データ ソースとして使用する PowerPivot ブックは、SharePoint 2010 サイトにパブリッシュされている必要があります。 SharePoint サイトは、データのインポートに使用しているコンピューターとは異なるコンピューターで実行されている必要があります。
PowerPivot ブックからデータをインポートするには、SharePoint サイトに対する表示権限が必要です。
インポート方法の選択
次のアプローチのいずれかを使用して、Excel ブックで Analysis Services または PowerPivot のデータを操作できます。
アプリケーション |
アプローチ |
リンク |
PowerPivot for Excel |
[Analysis Services または PowerPivot から] をクリックし、Analysis Services キューブからデータをインポートします。 |
操作方法 |
PowerPivot for Excel |
[Analysis Services または PowerPivot から] をクリックし、SharePoint サーバーにパブリッシュされた PowerPivot ブックからデータをインポートします。 |
操作方法 |
Excel |
[外部データの取り込み] グループの [その他のデータ ソース] をクリックし、SharePoint サーバーにパブリッシュされた PowerPivot ブックへの接続を設定します。 |
操作方法 |
キューブからのデータのインポート
SQL Server Analysis Services データベースに含まれている任意のデータを PowerPivot ブックにインポートできます。 ディメンションの一部またはすべてを抽出することも、キューブからスライスおよび集計 (現在の年の月ごとの売上合計など) を取得することもできます。 ただし、次の制限があることに留意する必要があります。
キューブや別の PowerPivot ブックからインポートしたデータはすべてフラット化されます。 したがって、複数のディメンションからメジャーを取得するクエリを定義した場合、インポートされるデータでは各ディメンションがそれぞれ別の列になります。
インポート後のデータは静的になり、 要求時に Analysis Services サーバーから更新されるわけではありません。 Analysis Services データベースでの変更内容を取得するためにブックを更新するには、SharePoint にブックがパブリッシュされた後、データ更新スケジュールを作成する必要があります。 代わりに、PowerPivot for Excel でデータを手動で更新することもできます。 詳細については、「PowerPivot でデータを更新する各種の方法」を参照してください。
次の手順では、Analysis Service インスタンスの従来のキューブからデータのサブセットを取得する方法について説明します。 この手順では、キューブのサブセットをインポートする方法を説明するために Adventure Works DW Multidimensional 2012 サンプル データベースを使用しています。 Adventure Works DW Multidimensional 2012 サンプル データベースを搭載した Analysis Services サーバーにアクセスできる場合は、次の手順を実行して、Analysis Services からのデータのインポート方法を習得できます。
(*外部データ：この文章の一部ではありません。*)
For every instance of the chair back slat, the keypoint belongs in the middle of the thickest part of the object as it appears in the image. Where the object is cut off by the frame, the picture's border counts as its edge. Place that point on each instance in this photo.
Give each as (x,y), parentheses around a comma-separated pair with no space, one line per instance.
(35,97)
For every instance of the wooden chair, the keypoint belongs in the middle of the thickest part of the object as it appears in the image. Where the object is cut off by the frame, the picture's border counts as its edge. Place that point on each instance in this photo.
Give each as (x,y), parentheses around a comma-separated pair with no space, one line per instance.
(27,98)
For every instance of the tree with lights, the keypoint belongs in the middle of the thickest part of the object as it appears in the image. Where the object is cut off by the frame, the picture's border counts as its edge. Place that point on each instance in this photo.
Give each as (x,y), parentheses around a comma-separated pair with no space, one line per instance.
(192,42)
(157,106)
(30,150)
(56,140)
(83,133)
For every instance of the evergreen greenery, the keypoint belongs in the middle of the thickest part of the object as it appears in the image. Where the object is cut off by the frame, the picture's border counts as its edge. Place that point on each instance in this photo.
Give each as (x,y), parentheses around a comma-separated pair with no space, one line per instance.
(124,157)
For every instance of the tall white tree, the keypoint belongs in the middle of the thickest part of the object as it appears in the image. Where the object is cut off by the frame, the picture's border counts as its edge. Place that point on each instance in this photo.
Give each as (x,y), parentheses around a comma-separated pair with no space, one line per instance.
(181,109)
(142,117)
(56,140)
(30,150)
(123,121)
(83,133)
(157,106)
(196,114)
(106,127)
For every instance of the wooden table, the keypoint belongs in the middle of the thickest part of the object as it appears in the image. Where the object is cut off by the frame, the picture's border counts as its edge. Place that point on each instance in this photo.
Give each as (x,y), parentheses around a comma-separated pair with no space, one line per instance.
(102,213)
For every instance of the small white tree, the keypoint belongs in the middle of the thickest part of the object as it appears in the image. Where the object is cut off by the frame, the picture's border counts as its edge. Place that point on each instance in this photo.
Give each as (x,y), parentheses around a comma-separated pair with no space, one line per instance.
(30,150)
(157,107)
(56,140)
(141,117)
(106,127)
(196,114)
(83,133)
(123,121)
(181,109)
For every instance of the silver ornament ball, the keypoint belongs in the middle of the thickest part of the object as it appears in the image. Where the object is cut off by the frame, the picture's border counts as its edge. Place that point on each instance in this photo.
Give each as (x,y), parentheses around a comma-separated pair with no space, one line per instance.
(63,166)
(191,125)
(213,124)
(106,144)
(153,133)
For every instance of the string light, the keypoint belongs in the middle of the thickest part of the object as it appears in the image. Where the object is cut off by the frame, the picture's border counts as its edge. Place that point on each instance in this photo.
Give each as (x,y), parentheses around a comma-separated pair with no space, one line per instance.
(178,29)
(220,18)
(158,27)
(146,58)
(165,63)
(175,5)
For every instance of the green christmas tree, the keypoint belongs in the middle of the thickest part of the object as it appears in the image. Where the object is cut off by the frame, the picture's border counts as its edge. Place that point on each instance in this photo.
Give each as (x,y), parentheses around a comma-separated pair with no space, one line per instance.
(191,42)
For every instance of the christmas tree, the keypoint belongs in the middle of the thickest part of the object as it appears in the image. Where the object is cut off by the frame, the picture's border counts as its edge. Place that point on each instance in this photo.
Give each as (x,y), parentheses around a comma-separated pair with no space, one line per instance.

PowerPivot ウィンドウで、[外部データの取り込み] グループの [データベースから] をクリックし、[Analysis Services または PowerPivot から] を選択します。
テーブルのインポート ウィザードが起動します。
[Microsoft SQL Server Analysis Services に接続します] ページで、[接続の表示名] に、データ接続に付けるわかりやすい名前を入力します。
[サーバー名またはファイル名] に、インスタンスをホストしているコンピューターの名前とインスタンスの名前を入力します (例: Contoso-srv\CONTOSO)。
注 ローカル キューブをデータ ソースとして使用することはできません。キューブには、Analysis Services インスタンスからアクセスする必要があります。
必要に応じて [詳細設定] をクリックし、表示されるダイアログ ボックスでプロバイダーに固有のプロパティを構成します。 [OK] をクリックします。
[データベース名] ボックスの右にある下矢印をクリックし、一覧から Analysis Services データベースを選択します。 たとえば、 Adventure Works DW Multidimensional 2012 サンプル データベースにアクセスできる場合は、Adventure Works DW Multidimensional 2012 を選択します。
[接続テスト] をクリックして、Analysis Services サーバーが使用可能であることを確認します。
[次へ] をクリックします。
[MDX クエリの指定] ページで、[デザイン] をクリックして MDX クエリ ビルダーを開きます。
この手順では、PowerPivot ブックにインポートするすべてのメジャー、ディメンション属性、階層、計算されるメンバーを大きなクエリ デザイン領域にドラッグします。
既存の MDX ステートメントを使用する場合は、そのステートメントをテキスト ボックスに貼り付けて、[検証] をクリックします。これにより、そのステートメントを使用できるかどうかを確認できます。 MDX クエリの作成方法の詳細については、「Analysis Services MDX クエリ デザイナー (PowerPivot)」を参照してください。
この手順では、Adventure Works サンプル キューブを例として使用し、次の操作を行います。
メタデータ ペインで、[メジャー]、[Sales Summary] の順に展開します。
[Average Sales Amount] を大きなデザイン ペインにドラッグします。
メタデータ ペインで [Product] ディメンションを展開します。
[Product Categories] を大きなデザイン領域の [Average Sales Amount] の左にドラッグします。
メタデータ ペインで [Date] ディメンション、[Calendar] の順に展開します。
[Date.Calendar Year] を大きなデザイン領域の [Category] の左にドラッグします。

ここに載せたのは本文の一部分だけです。